Comparing more than two means

Up until now we only make an inference of one mean, inference of two means, but never more than that. This section want to tell how to make a comparison, inference-based for more than two means.

Screenshot taken from Coursera 00:56

We will use an example of 2010 GSS data where we compare the vocabulary test consist of numerical discrete to self-answered social class, category.The distribution of the samples is unimodal, and slightly left-skewed.For doing the analysis you can first plot a histogram for all the scores, you can do a bar plot to see the frequency of each social class, you can do side-by-side boxplot for category-numerical, and lastly, calculate summary statistics for each of the social class.

Screenshot taken from Coursera 04:42

If we're looking at the three boxplots here, 1 is most likely significant. Why? Because the IQR is small, and each of them not capturing other means with their IQR. so the means is significantly different in 1. The less likely is plot 2. It's almost no different with their means, and all of them can capture the means of others.

So in this context, we have a questions, "Is there a difference of vocabulary scores between social (self reported) classes?

  • To compare means with two groups, we use t or z statistics.
  • To compare means for more than two groups, we use analysis of variance (ANOVA) and use new statistics, F.

Anova

If earlier we use hypothesis test for more than two means, we set the hypothesis test.As always, null hypothesis is the skeptic one. There is no difference going on of means across groups

$$ \mu_\mathbf{1} = \mu_\mathbf{2} = ... = \mu_\mathbf{k}$$

Where $\mu_\mathbf{i}$ mean for outcome in category i,

k = number of groups

The alternative hypothesis is however at least one of them is different from the others. We don't how many of them are different, we don't know which of them is different, all we know is we're only have the probability of at least one of them is different. Recall that probability:

P(at least 1 | 5) = 1 - P(none)**5

Screenshot taken from Coursera 08:42

So, once again if z/t test calculating the difference whether sampling variability or not, in anova we test all of them produce p-value of sampling variability.

If we calculate the difference between two means for each of their respective groups, in anova we calculate the variability across groups, and within groups. Recall that HT is rejected if p-value smallls(contributed by large test statistics) and conclude evidence of difference in the data.

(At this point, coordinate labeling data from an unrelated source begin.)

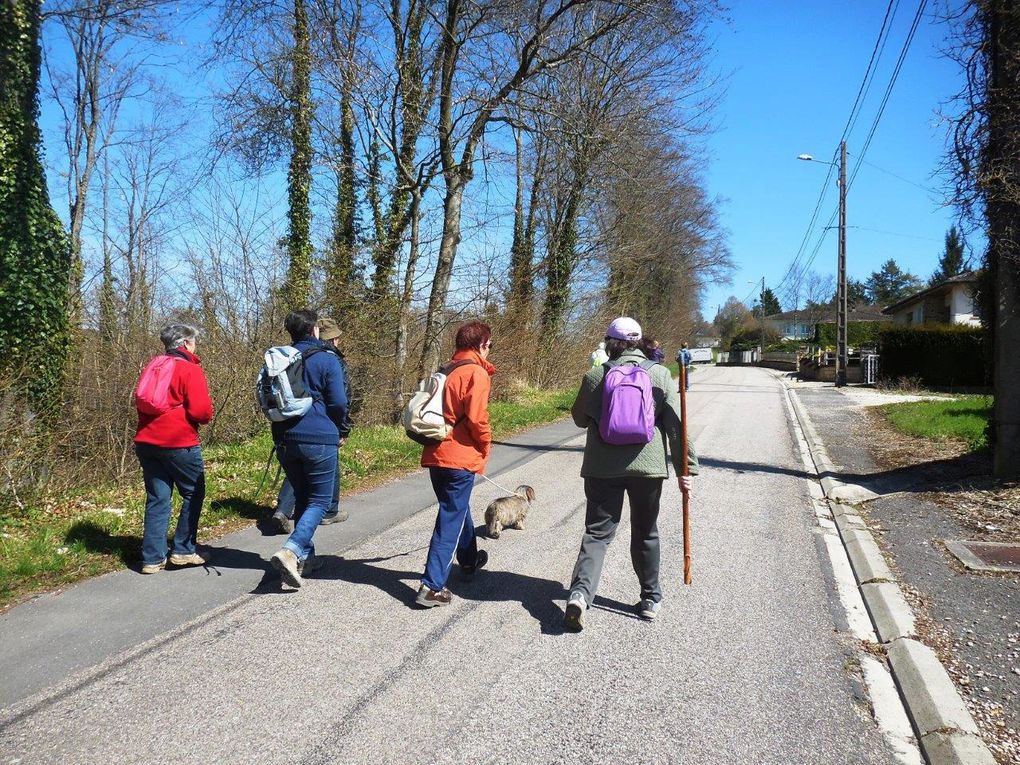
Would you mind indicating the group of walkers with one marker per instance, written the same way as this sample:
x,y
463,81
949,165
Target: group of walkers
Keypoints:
x,y
630,444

Screenshot taken from Coursera 09:38

F-distribution is right skewed, and we shaded the positive area. We're going to reject small p-values, which are contributed by large F statistics. In order to do that, mathematically, variability between groups must be larger than variability within groups.

Anova

So we can use anova when we want to detect a different of point estimate across groups. Perhaps students' final exam can be contributed by many factor, how many hours per week,quiz,midterm,project,assignment and so on and so forth. This have many category, and we want to ask which of the groups has variability that happen by other reasons.

Screenshot taken from Coursera 02:04

Recall in this data, our vocabulary score data with the social (self reported class). Also we are given summary statistics for each of the class. Null hypothesis is being skeptic one that there is no difference, and alternative at least one of them is different.The explanatory is social class, and the response is vocabulary score. This study is first divide the the data into categorical (social class), and then analyze the vocabulary score(numerical). We want to see whether the social class affect the score, and summary statistics show us that first separate by class and summary statistics taken from vocabulary score.

Screenshot taken from Coursera 03:17

After that we analyze the variability of explanatory variable. What we do is actually observe if the vocabulary score vary because of class or other factors. So after we separate by class, is the variability within groups, other than class, is larger than the variability by class? If indeed larger, then F statistics will be smaller. On the other hand, if variability between groups is larger than within group, then it will result into large F statistics.So F statistics will be large if variability of explanatory variables is the largest among other categories all combine into one.

Screenshot taken from Coursera 03:40

Sum Sq

Sum of Squared(SST)

Screenshot taken from Coursera 07:29

The value total (3106.36) is often called sum of squares total (SST). It's calculated by SST of response variables before explanatory separation (vocabulary scores in total). It's similar to variance, but it's not scaled by the sample size.Remember that variance is calculated by SST divided by sample size.

Recall that finally what we're trying to find is hypothesis testing based on the p-value. And p-value is get by calculating F statistics, which composed to the ratio between variability across groups to variability within groups.

SST not benefit if we only calculate this. We're going to step through all the value in ANOVA table.

Sum of Squared Groups(SSG)

Screenshot taken from Coursera 10:14

The value of 236.56 measures the variability between groups(explanatory variable). We're going to take mean of each of the group and its sample size, and create a deviation of group mean from overall mean, weighted by sample size.

SSG is similar question from SST, except that it weighted by sample size. Recall that SST measures the variability of total response variables, SSG measures the variability of mean of each explanatory groups. This will give us 236.56.The ratio is important though(not magnitude, don't pay attention to the large value, but how it ratio to the SST), and we can see that sample size will also comes into play (larger data could weight more to the grand mean).

Sum of Squares Error (SSE)

Screenshot taken from Coursera 12:23

Lastly, SSE is just the complements of the SSE and SST. What are the variability of the data other than explanatory variables. In other words, variability within groups. This could be other reason. And by looking at the ratio, it's large enough compared to SST. Which makes sense, as background in education, IQ, etc could be be stronger factor compared to social class for determining variability of vocabulary score.

Mean Sq

So after we get SSq, we also looking for a way to convert the total variability into average variability. And that will require scaling by a measure that incorporates sample size and number of groups, hence degree of freedom.

Screenshot taken from Coursera 14:02

The degree of freedom then will be easy to calculate. We already know sample size, we already know the number of groups, just plug in to the table. The mean squared error will be filled by sum of squares, scaled by degree of freedom.

Screenshot taken from Coursera 15:19

IMPORTANT. Before we calculate the residuals for both df and SSq by calculating the complements of total and class. For MeanSq, we're calculating it by averaging it's df and SSq.